El evolucionismo sostiene que toda la Creación evoluciona permanentemente hacia formas más complejas. Esta suposición, sin embargo, está en franca oposición a una ley de la física que ha sido demostrada y aceptada universalmente, la segunda ley de la termodinámica, que dice: «Todo proceso (que no esté sometido a ninguna influencia exterior) tiende hacia un estado de mayor desorden, desorganización y desarreglo, y de menor complejidad».
En Teología natural (1802), el teólogo y filósofo inglés William Paley (1743–1805) comparó el origen del universo con el de un reloj: «Al inspeccionar un reloj, percibimos que sus diversos componentes se juntaron y encajaron con un propósito.

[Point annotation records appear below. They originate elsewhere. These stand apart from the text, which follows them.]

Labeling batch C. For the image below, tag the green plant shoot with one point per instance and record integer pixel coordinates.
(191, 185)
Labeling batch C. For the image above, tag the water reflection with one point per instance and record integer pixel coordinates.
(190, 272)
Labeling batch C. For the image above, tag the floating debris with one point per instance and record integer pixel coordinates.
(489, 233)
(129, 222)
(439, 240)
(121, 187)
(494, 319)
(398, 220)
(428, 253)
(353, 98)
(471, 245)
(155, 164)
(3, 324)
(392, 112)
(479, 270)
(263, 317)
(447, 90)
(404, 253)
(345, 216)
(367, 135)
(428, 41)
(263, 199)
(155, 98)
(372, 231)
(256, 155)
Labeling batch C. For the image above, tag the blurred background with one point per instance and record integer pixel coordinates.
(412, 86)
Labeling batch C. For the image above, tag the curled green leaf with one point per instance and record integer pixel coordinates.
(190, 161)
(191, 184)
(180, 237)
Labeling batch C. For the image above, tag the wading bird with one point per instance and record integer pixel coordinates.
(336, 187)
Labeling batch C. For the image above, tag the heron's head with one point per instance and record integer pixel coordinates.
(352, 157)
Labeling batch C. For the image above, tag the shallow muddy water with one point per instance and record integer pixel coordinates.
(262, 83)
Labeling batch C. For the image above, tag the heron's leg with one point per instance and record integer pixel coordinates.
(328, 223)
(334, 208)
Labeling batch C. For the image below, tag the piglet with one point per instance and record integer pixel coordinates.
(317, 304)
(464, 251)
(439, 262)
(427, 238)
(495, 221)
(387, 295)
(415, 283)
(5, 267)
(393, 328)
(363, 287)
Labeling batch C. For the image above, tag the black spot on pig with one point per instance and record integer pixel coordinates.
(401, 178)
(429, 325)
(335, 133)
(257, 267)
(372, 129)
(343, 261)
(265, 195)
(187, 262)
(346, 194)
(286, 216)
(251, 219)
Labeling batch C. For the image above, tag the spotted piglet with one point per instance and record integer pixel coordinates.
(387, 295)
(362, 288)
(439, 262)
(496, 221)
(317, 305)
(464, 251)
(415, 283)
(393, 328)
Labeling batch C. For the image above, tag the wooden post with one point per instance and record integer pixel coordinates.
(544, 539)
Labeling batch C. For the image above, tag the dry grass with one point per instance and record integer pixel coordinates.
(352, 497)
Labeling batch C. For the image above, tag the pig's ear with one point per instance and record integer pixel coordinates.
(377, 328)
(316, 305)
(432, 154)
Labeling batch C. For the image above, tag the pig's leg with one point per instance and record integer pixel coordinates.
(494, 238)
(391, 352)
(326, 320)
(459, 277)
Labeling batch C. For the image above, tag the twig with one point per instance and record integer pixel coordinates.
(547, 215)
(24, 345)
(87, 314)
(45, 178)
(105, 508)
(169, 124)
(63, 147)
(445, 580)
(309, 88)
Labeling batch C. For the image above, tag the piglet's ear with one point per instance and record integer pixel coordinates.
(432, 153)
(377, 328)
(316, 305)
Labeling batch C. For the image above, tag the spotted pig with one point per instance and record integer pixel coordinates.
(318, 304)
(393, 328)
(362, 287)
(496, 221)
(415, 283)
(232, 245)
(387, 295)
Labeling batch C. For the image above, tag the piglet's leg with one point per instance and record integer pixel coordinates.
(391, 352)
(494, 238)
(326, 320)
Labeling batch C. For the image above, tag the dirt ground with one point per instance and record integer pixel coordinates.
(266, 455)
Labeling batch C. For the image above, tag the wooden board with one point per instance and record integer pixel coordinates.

La inferencia que hacemos es automática: que el reloj necesariamente tuvo un fabricante. Asimismo, el universo necesariamente tuvo un diseñador. Ese diseñador necesariamente fue una persona. Esa persona fue Dios» Dicho de otro modo, la existencia de un Creador invisible se manifiesta o se hace patente por medio del prodigioso mundo que ha creado - Su creación - , las cosas que podemos ver. Las pruebas más contundentes de la existencia del Creador son los prodigios mismos que ha creado.
El mar, el cielo, las montañas, los valles, los árboles, las flores. Todo ello nos dice algo. Cuando contemplas el cielo en una noche estrellada y observas los planetas, los astros y las maravillas del cosmos, ¿no te hace sentir que todo tiene algún propósito, algún sentido? ¿No te da la impresión de que es como si todo tuviera algún significado, como si nos dijera algo? Pues bien, en efecto, así es. Todo ello clama: «¡Observen! ¡Claro que Dios existe! ¡Miren las maravillas que ha hecho!» Toda la creación divina no solo atestigua permanentemente de la existencia de Dios, sino también de Su amor y desvelo por nosotros al darnos un mundo tan hermoso por morada.